True, he stands disqualified after a marathon corruption case heard by the Supreme Court. True, a large number of people believe that he and his family has ill-gotten wealth. True, most of the Pakistanis believe that SC heard him fair and square in a widely regarded fair trial. True that in earlier battles with army he always sided with the military against politicians and finally there is a possibility that Sharif and his PML-N are turning a corruption conviction into a grandiose and holy war between the people and army. But it is also fair to lay the credit where it is due.
No politician including Benazir Bhutto challenged the military power like Sharif is doing nowadays. His address to his party’s general council in Islamabad on Sunday carried tone, words and tenor that no politician, human rights activist or journalist could dare utter in years. In his speeches he is hinting at the conspiracy to oust him had its roots in his foreign policy choices vis-à-vis India and the US. And the generals collectively listened just a few miles away at a ‘special Corps Commanders conference’ in Rawalpindi.
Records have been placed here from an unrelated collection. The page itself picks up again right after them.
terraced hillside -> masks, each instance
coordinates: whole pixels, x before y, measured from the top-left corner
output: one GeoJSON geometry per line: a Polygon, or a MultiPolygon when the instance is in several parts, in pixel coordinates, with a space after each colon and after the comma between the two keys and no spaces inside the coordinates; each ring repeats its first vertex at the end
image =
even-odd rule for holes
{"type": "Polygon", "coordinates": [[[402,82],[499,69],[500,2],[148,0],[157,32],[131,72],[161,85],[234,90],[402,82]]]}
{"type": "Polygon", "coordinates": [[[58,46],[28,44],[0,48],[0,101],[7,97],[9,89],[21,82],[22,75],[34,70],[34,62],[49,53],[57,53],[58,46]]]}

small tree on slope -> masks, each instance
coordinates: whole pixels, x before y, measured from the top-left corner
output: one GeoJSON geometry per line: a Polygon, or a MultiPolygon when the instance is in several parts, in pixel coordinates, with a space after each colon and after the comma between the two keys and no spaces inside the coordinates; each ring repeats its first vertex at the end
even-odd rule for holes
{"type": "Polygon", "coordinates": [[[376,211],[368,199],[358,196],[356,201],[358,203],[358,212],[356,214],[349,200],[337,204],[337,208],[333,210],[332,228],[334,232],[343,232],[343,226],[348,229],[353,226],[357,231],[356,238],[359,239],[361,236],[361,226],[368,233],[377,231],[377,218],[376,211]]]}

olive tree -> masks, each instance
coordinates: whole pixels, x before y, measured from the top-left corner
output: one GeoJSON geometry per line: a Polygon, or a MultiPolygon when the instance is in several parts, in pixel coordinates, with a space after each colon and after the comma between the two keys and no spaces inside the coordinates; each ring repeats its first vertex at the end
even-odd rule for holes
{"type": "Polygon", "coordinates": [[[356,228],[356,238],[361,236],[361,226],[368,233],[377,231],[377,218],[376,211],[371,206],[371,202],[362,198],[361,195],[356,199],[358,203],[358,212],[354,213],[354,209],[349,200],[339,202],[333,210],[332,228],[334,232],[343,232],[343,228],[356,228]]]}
Military has controlled directly and indirectly politics and economy of the country for the last 70 years. It has its tentacles not only in politics and finance but in all spheres of civilian life – media, lawyers, doctors, teachers, artists and even sportspersons. Sure, Nawaz knows this. But still he came back to face courts from London and get himself elected from his party which so far is largely intact. These are no less than miracles according to Pakistani political standards and norms.
However, he is alone. All other political parties, as expected, are standing by the military side and busy condemning him. Apart from one odd voice here and there, the media, on the whims of military is busy damning him and his party. The opposition is waiting for his fall with a thud. They point out that in battles of their own he sided with military. Since he is caged, they smell blood, the mainstay of military’s power to control the politicians. Also they are suspicious that there is no guarantee he would stay the course. What he makes a deal with military leaving them in the lurch? What if he suddenly cowers down? What if he goes back in exile again? So a game of wait and see is going on in the minds of those who are standing on the sidelines before jumping into the fray.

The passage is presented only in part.